Oral-Vaginal (Cunnilingus)

  • Theoretical Risk: Cunnilingus carries a theoretical risk of HIV transmission for the insertive partner (the person licking the vaginal area) because infected vaginal fluids and blood can get into the mouth. Likewise, there is a theoretical risk of transmission for the receptive partner (the person being licked) if infected blood from oral sores or bleeding gums comes in contact with vaginal cuts or sores.
  • Documented Risk: Again, the risk of HIV transmission from cunnilingus is extremely low compared to vaginal and anal sex. However, there have been a spattering cases in which HIV transmission most likely resulted from oral-vaginal sex.

Oral-Anal (Anilingus)

  • Theoretical Risk: Anilingus carries a theoretical risk of transmission for the insertive partner (the person licking the anus) if there is exposure to infected blood, either through cuts or sore in the anus or rectum. Anilingus carries a theoretical risk to the receptive partner (the person who is being licked) if infected blood in saliva comes in contact with anal/rectal cuts or tears.
  • Documented Risk: To date, there has been only one published case of HIV transmission associated with oral-anal contact. As such, anilingus is considered one of the most unlikely means of HIV transmission.

Sources:

Boily, M.; Baggaley, R.; Wang, L.; et al. "Heterosexual risk of HIV-1 infection per sexual act: Systematic review and meta-analysis of observational studies." Lancet Infectious Diseases. February 2009; 9(2):118-129.
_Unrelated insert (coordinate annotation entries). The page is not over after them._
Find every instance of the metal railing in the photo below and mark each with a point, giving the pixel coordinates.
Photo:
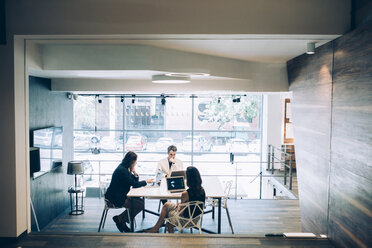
(282, 159)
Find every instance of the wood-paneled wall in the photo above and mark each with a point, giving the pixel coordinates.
(332, 117)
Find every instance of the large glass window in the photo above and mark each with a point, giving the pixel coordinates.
(205, 129)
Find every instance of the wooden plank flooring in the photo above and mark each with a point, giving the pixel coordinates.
(254, 217)
(161, 241)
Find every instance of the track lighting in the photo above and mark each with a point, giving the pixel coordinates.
(72, 96)
(163, 101)
(236, 99)
(99, 100)
(165, 79)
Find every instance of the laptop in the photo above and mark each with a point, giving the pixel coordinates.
(159, 174)
(176, 184)
(178, 174)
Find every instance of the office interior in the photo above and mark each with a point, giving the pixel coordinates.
(290, 100)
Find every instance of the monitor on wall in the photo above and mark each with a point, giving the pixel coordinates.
(49, 142)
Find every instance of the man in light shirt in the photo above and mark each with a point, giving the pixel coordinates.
(170, 163)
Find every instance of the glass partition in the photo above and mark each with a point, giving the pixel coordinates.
(206, 130)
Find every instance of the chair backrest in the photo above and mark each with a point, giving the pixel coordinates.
(191, 209)
(226, 193)
(195, 210)
(228, 188)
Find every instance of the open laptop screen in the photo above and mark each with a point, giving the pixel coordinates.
(175, 183)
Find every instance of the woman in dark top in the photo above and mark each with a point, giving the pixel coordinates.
(122, 179)
(195, 192)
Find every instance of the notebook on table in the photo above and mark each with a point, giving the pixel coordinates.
(178, 174)
(176, 184)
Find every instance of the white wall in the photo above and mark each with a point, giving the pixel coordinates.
(273, 119)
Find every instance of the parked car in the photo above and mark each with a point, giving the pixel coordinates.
(237, 146)
(163, 143)
(136, 143)
(200, 144)
(88, 170)
(107, 144)
(254, 146)
(82, 143)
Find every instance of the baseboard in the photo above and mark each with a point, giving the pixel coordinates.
(12, 240)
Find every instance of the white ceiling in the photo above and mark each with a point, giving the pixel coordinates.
(257, 50)
(275, 49)
(106, 74)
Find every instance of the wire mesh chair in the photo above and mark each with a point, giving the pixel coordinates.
(214, 202)
(106, 208)
(195, 210)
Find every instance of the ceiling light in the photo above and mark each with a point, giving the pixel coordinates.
(236, 99)
(164, 79)
(175, 74)
(163, 101)
(310, 48)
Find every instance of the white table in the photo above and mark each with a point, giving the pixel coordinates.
(212, 187)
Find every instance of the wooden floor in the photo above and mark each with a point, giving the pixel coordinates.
(161, 241)
(253, 217)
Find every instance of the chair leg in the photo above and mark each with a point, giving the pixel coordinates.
(143, 210)
(100, 223)
(228, 217)
(135, 224)
(104, 219)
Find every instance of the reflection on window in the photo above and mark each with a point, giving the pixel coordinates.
(204, 135)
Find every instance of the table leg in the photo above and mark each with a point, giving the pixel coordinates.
(71, 203)
(219, 216)
(143, 210)
(77, 202)
(131, 211)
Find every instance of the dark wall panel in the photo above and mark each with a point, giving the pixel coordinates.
(332, 116)
(2, 23)
(47, 108)
(311, 84)
(350, 203)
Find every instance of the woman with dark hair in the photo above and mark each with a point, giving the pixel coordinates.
(122, 179)
(195, 192)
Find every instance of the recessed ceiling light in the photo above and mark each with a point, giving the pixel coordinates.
(176, 74)
(310, 48)
(165, 79)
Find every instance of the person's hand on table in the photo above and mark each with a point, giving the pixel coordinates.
(149, 180)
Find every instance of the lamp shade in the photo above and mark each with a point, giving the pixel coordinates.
(74, 168)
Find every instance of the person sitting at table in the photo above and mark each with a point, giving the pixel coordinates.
(195, 192)
(122, 179)
(169, 164)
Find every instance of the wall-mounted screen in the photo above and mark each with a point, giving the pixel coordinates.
(50, 143)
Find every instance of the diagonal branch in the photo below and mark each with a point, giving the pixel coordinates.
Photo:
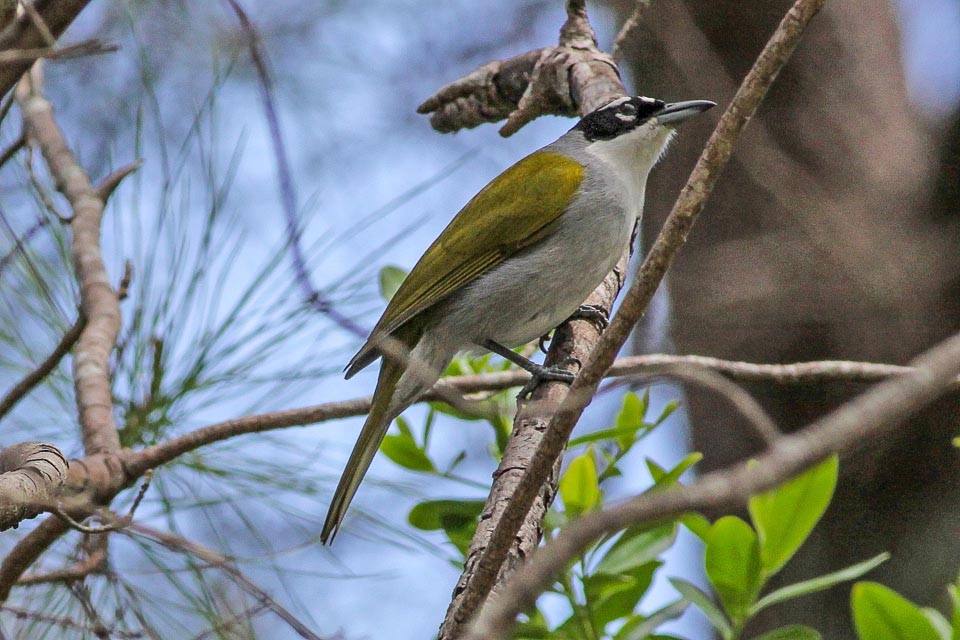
(98, 300)
(31, 474)
(56, 15)
(853, 426)
(574, 74)
(137, 462)
(673, 235)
Dosekun, O. and Fox, J. "An overview of the relative risks of different sexual behaviours on HIV transmission." Current Opinions in HIV and AIDS, July 2010; 5(4): 291-297.

Page-Schafer, K.; Shiboski, C.; Osmond, D.; et al. "Risk of HIV infection attributable to oral sex among men who have sex with men and in the population of men who have sex with men." AIDS. November 22, 2012; 16(7):2350-2352.